Hawa Allan in conversation with Pamela Sneed
discussing
Insurrection: Rebellion, Civil Rights, and the Paradoxical State of Black Citizenship
by Hawa Allan
published by W.W. Norton
A brilliant debut by attorney and critic Hawa Allan on the paradoxical state of black citizenship in the United States.
The little-known and under-studied 1807 Insurrection Act was passed to give the president the ability to deploy federal military forces to fend off lawlessness and rebellion, but it soon became much more than the sum of its parts. Its power is integrally linked to the perceived threat of black American equity in what lawyer and critic Hawa Allan demonstrates is a dangerous paradox. While the Act was initially used to repress rebellion against slavery, during Reconstruction it was invoked by President Grant to quell white-supremacist uprisings in the South. During the civil rights movement, it enabled the protection of black students who attended previously segregated educational institutions. Most recently, the Insurrection Act has been the vehicle for presidents to call upon federal troops to suppress so-called “race riots” like those in Los Angeles in 1992, and for them to threaten to do so in other cases of racial justice activism. Yet when the US Capitol was stormed in January 2021, the impulse to restore law and order and counter insurrectionary threats to the republic lay dormant.
Allan’s distinctly literary voice underscores her paradigm-shifting reflections on the presence of fear and silence in history and their shadowy impact on the law. Throughout, she draws revealing insight from her own experiences as one of the only black girls in her leafy Long Island suburb, as a black lawyer at a predominantly white firm during a visit from presidential candidate Barack Obama, and as a thinker about the use and misuse of appeals to law and order.
Elegant and profound, deeply researched and intensely felt, Insurrection is necessary reading in our reckoning with structural racism, government power, and protest in the United States.
Praise for Insurrection
“Hawa Allan speaks with the cool, clear, analytical rigor of the highly trained legal scholar, the detached bemusement of the social anthropologist who declines to go native, the eloquence of the poet, and the sublimated autobiographical anger of the unwilling recipient of this country’s doggedly persistent attempts to deny the rights of full and equal citizenship to Americans of acknowledged African descent.
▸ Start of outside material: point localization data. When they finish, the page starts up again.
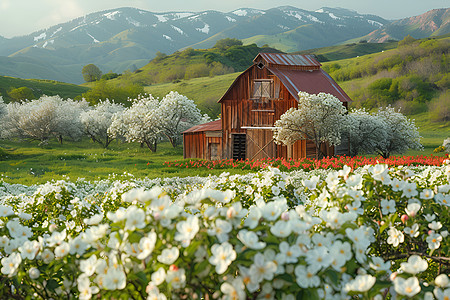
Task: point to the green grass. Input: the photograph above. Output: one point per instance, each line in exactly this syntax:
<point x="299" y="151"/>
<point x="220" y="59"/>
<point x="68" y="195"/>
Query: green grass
<point x="205" y="91"/>
<point x="27" y="163"/>
<point x="40" y="87"/>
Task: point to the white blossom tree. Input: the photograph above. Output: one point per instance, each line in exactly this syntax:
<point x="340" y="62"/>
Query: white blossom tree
<point x="178" y="114"/>
<point x="365" y="131"/>
<point x="139" y="123"/>
<point x="43" y="119"/>
<point x="97" y="121"/>
<point x="318" y="118"/>
<point x="402" y="133"/>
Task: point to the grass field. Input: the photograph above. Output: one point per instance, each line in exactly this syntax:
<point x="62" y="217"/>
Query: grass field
<point x="27" y="163"/>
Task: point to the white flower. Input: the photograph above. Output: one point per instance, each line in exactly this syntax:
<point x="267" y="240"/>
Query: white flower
<point x="407" y="287"/>
<point x="186" y="230"/>
<point x="176" y="278"/>
<point x="221" y="229"/>
<point x="86" y="291"/>
<point x="29" y="249"/>
<point x="253" y="217"/>
<point x="318" y="258"/>
<point x="361" y="283"/>
<point x="378" y="263"/>
<point x="169" y="256"/>
<point x="291" y="253"/>
<point x="426" y="194"/>
<point x="34" y="273"/>
<point x="409" y="190"/>
<point x="442" y="281"/>
<point x="396" y="237"/>
<point x="413" y="231"/>
<point x="159" y="276"/>
<point x="306" y="277"/>
<point x="233" y="289"/>
<point x="281" y="229"/>
<point x="10" y="264"/>
<point x="146" y="245"/>
<point x="114" y="279"/>
<point x="262" y="269"/>
<point x="435" y="225"/>
<point x="434" y="240"/>
<point x="250" y="239"/>
<point x="414" y="265"/>
<point x="387" y="206"/>
<point x="222" y="256"/>
<point x="62" y="250"/>
<point x="5" y="211"/>
<point x="135" y="218"/>
<point x="412" y="209"/>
Her prose is mesmerizing; her voice is fresh, original, and completely unique. ?Insurrection ?is a profound historical meditation on the American pathology, the brilliant debut of a major thinker on the American intellectual scene.”
-Adrian Piper, author of Escape to Berlin
“‘All of history is happening right now,’ observes Hawa Allan in this beautifully written history of the complex, paradoxical role of the Insurrection Act in American life. ?Allan’s profoundly moving book exposes the emotional underbelly of slavery’s traumatic legacy on both enslavers and enslaved, and on all the generations since. The affective echo of that moral crisis remains entangled in today’s most urgent conflagrations. In a moment as deeply divided as ours, Allan’s book offers principled and reflective pause.”
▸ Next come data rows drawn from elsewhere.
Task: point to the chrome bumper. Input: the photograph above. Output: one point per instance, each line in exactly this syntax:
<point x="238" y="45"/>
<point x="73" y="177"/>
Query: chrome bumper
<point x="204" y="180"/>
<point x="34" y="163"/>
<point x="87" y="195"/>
-Patricia J. Williams author of Giving a Damn
Hawa Allan is an attorney and an author who writes cultural criticism, fiction and poetry. She is a lecturer at The New School and an essay editor at The Offing. Her work has appeared, among other places, in The Baffler, the Chicago Tribune, LA Review of Books, Lapham’s Quarterly and Tricycle magazine, where she is a contributing editor.
Pamela Sneed is a poet, educator, and performer. She is the author of the books Funeral Diva, Sweet Dreams, Kong, and Imagine Being More Afraid of Freedom than Slavery. She was a Visiting Critic at Yale, and at Columbia University’s School of the Arts, and is online faculty at Chicago’s School of the Art Institute teaching Human Rights and Writing Art. She also teaches new genres at Columbia’s School of the Arts in the Visual Dept. Her work is widely anthologized and appears in Nikki Giovanni’s, The 100 Best African American Poems. She makes her home in Brooklyn, New York.